# Sewing Machine Foot Switch?



## chrispuzzle (19 Feb 2007)

Following on from a thread In Another Place concerning the relatively high price of scrollsaw foot switches, can a sewing machine foot switch or some such be pressed into service?

Has anybody tried something like this?

Chris


----------



## Anonymous (19 Feb 2007)

Hi Chris,

As long as the footswitch you intend to use is rated at 230~240v and equal to or greater than the amp rating of your scroll saw motor there shouldn't be any problems.
This is assuming the footswitch is the 'momentary' type where you press to make and release to break or the 'latching' type where you press to make and press to break.
If the footswitch is the variable speed type it's a whole different ball game as they generally only work with brush motors which most domestic sewing machines use.


----------



## jimp11 (25 Feb 2007)

Hi guys Don't use the sewing machine foot switch they have a transformer in them to change the speed your saw and switch will over heat .you can make your one from a limit swith from any machine junk just a curcuit breaker.voltage don't mater.


----------



## Anonymous (25 Feb 2007)

jimp11":2vdd9l5l said:


> Hi guys Don't use the sewing machine foot switch they have a transformer in them to change the speed your saw and switch will over heat .you can make your one from a limit swith from any machine junk just a curcuit breaker.voltage don't mater.



Hi jimp11,

Your knowledge could be invaluable to Chris but please be more specific.
Your post is far too cryptic to be of any help to non rocket scientists !


----------



## Canadian Scroller (25 Feb 2007)

The sewing machine switches that vary the speed of a sewing machine, usually us some sort of resistance to do so.
The resistance will convert the electrical energy into heat. This starves the motor for electricity and slows it down, also creating heat.
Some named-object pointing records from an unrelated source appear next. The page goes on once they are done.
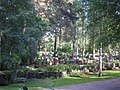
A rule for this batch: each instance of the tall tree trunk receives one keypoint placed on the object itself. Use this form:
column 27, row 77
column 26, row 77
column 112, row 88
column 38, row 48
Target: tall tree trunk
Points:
column 83, row 44
column 93, row 51
column 100, row 62
column 55, row 44
column 0, row 50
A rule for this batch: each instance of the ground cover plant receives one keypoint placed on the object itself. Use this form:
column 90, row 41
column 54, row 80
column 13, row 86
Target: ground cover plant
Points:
column 33, row 84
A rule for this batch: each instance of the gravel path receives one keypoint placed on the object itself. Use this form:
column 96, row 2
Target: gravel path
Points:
column 109, row 84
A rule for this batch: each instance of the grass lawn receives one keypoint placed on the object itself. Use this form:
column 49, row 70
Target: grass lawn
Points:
column 44, row 83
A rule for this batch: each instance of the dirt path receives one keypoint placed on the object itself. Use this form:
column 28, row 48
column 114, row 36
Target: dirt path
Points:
column 109, row 84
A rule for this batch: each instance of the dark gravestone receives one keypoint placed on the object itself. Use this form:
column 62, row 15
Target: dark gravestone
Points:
column 13, row 77
column 23, row 88
column 3, row 79
column 40, row 75
column 20, row 74
column 30, row 74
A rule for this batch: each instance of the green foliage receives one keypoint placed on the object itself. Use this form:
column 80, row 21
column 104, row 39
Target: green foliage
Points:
column 66, row 48
column 20, row 30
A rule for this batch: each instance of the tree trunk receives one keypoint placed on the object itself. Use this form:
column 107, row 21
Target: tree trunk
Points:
column 93, row 51
column 100, row 62
column 55, row 44
column 83, row 44
column 0, row 51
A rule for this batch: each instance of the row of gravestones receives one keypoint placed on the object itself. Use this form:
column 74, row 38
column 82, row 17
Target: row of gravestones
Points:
column 14, row 77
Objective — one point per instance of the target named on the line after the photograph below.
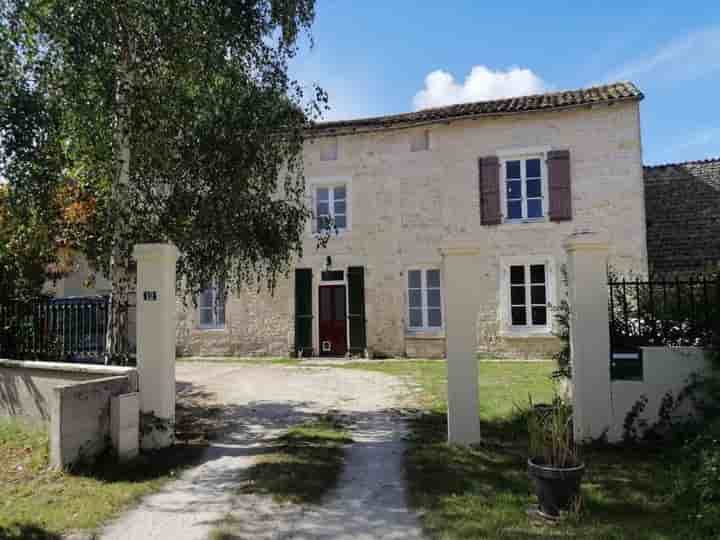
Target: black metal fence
(664, 312)
(61, 329)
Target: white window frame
(522, 155)
(527, 330)
(424, 299)
(330, 183)
(214, 325)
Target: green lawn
(40, 503)
(306, 463)
(484, 492)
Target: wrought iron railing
(63, 329)
(664, 312)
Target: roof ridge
(558, 99)
(689, 162)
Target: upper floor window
(328, 149)
(211, 306)
(424, 300)
(529, 295)
(525, 188)
(331, 207)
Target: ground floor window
(528, 295)
(211, 306)
(424, 300)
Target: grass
(484, 492)
(39, 503)
(306, 464)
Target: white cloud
(480, 85)
(690, 57)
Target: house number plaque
(150, 296)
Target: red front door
(332, 321)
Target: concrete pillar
(156, 324)
(462, 301)
(589, 334)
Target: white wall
(665, 369)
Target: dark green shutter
(303, 312)
(356, 309)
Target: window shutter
(303, 311)
(356, 309)
(489, 190)
(558, 162)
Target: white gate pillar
(589, 334)
(156, 324)
(462, 301)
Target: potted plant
(554, 463)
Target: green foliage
(177, 118)
(550, 431)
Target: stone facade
(682, 202)
(404, 206)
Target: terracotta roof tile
(620, 91)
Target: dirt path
(260, 403)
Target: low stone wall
(665, 369)
(75, 401)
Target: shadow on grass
(22, 531)
(305, 463)
(484, 491)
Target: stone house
(682, 202)
(516, 176)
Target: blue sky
(378, 57)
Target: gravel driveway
(260, 402)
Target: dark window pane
(517, 275)
(512, 169)
(535, 208)
(532, 168)
(517, 295)
(414, 279)
(534, 188)
(514, 210)
(322, 209)
(537, 294)
(539, 315)
(434, 298)
(332, 275)
(537, 273)
(519, 316)
(514, 189)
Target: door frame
(316, 307)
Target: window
(528, 295)
(424, 301)
(211, 307)
(524, 188)
(331, 208)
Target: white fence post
(462, 301)
(589, 334)
(156, 323)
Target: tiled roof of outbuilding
(682, 207)
(620, 91)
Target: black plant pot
(556, 488)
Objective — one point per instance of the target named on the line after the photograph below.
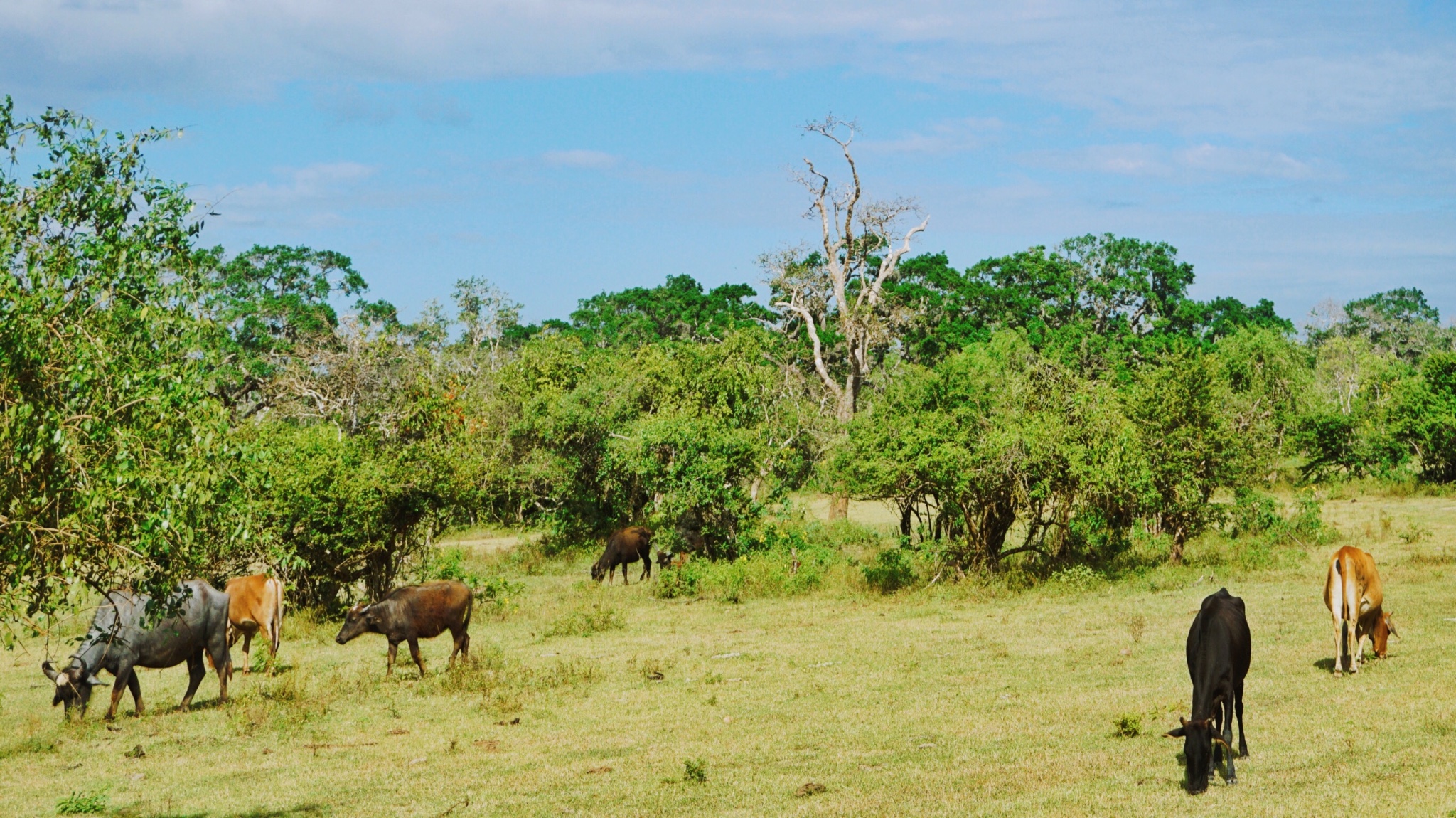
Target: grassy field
(960, 701)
The motors used on sewing machines are fractional HP motors.
Scroll saws tend to be more powerful and therefor draw more current.
This would produce too much heat in the switch and cause it to fail.

If you want to use a simple push on push off switch , or a deadmans switch they are fine.


----------



## Newbie_Neil (26 Feb 2007)

Hi Canadian Scroller

Welcome to the forum.

Cheers
Neil


----------



## jimp11 (3 Mar 2007)

THANKS SCROLLER.


----------